Things That You Need To Know To Be An Accountant
Accountancy is a field full of opportunities and growth, but like any other job pursuit, there’s plenty to learn on the way up the ladder. Whether you’re considering a range of career options, have just decided to pursue work as an accountant, or already have a degree, it’s wise to arm yourself with a few critical pieces of information about the job.
These days, university qualifications are considered an essential starting point for many professions, accounting included. Almost three in five accountants have a bachelor’s degree, and having a skill greatly improves your chances of scoring an entry-level position. Once you have obtained a degree, you’ll be in a position to take on a further study which could open doors to management positions, and you can even complete the study online.

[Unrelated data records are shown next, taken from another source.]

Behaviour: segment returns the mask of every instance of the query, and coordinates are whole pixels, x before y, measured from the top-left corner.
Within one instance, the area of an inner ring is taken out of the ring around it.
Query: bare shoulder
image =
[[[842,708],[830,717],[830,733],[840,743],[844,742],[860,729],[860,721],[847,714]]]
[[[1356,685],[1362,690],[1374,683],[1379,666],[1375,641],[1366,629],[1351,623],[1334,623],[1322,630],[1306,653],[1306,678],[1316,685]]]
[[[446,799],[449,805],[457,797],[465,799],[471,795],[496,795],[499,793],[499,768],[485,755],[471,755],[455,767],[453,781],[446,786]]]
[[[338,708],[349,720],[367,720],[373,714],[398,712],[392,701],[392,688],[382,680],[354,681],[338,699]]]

There’s no escaping the fact that accounting is a mathematical profession, best suited to those who love crunching numbers and solving problems. Without these essential elements to your character, you’ll be in danger of finding the job overly tricky or uninteresting. Economics also plays a role in the job of an accountant, since the advice you offer to your clients should also consider external factors such as market competitors and social, legal, or technological changes. Accountants should also be comfortable working with technology since many of the role’s critical tasks require the use of specialized computer software, of which there are a number of options available.
…and Soft Skills
While numbers are significant, accounting is about more than punching data into Excel spreadsheets. Many accountants spend their days in customer-facing situations, which makes your customer service approach paramount to success. Skills in analysis and communication are also very important since you’ll be needing to analyze data samples and convert the information into useful insights that your customers can easily understand and apply.
There are many factors to consider when getting into accountancy and the work you do will depend largely on your area of expertise. While there is a range of options, your job is likely to fall under one of three categories: financial, cost, and management accounting. The area you choose will also determine the clientele you face on a regular basis and the types of issues in question. If you like the idea of playing fortune teller and advising clients on likely future financial outcomes, a management pathway may be the way to go. In contrast, financial accountants typically deal with shareholders analyzing the past trajectory of their portfolios. Tax-specific accountancy is another popular option since there will always be a stream of businesses and individuals needing assistance with forms around the end of the financial year.
The Language of Your Field
As an essential component to almost any efficient business operation, accounting is an occupation with scope, and it will be your job to learn the language of whichever field you go into. Doing some research into your field of choice can’t hurt, but your ability to listen and ask intelligent questions will be the key ingredient to your success. By taking the time to understand what is essential to clients in your field, you can make yourself an invaluable resource.
At its most basic level, accounting is about the flow of money, so it’s only natural that you should have an awareness of how money is flowing around the world, and more specifically, through your clients’ businesses or homes. In order to deliver comprehensive advice, you’ll need an understanding of how the market works, and how it fluctuates according to the ebb and flow of economic, social, and political factors. At the very least, you should commit to keeping up to date on the latest financial news and legislations.
Given that accountants can often be found dealing with large sums of money on behalf of clients, there must be laws and regulatory bodies in place to prevent any wrongful action. Often, seemingly innocent actions like altering or destroying an accounting document could be ruled against the law, depending on the information contained and the client involved. You’ll need to know what can and can’t be done under the law, so that you can advise clients in a way that keeps everyone involved out of trouble (and in the black).
If you want to be successful as an accountant, one of the most important things you can do is to get across each of your clients’ unique financial positions, challenges, and opportunities. Similar to keeping an eye on the financial market, staying tuned in to your clients’ portfolios will help you to offer tailored advice and cement yourself in their minds as a trustworthy advisor.
There’s no doubt that the field of accounting is full of opportunity – the question is whether the opportunities available are well-suited to your experience and personality. If you consider yourself to be a good fit for an accounting position, there has never been a better time to try it out.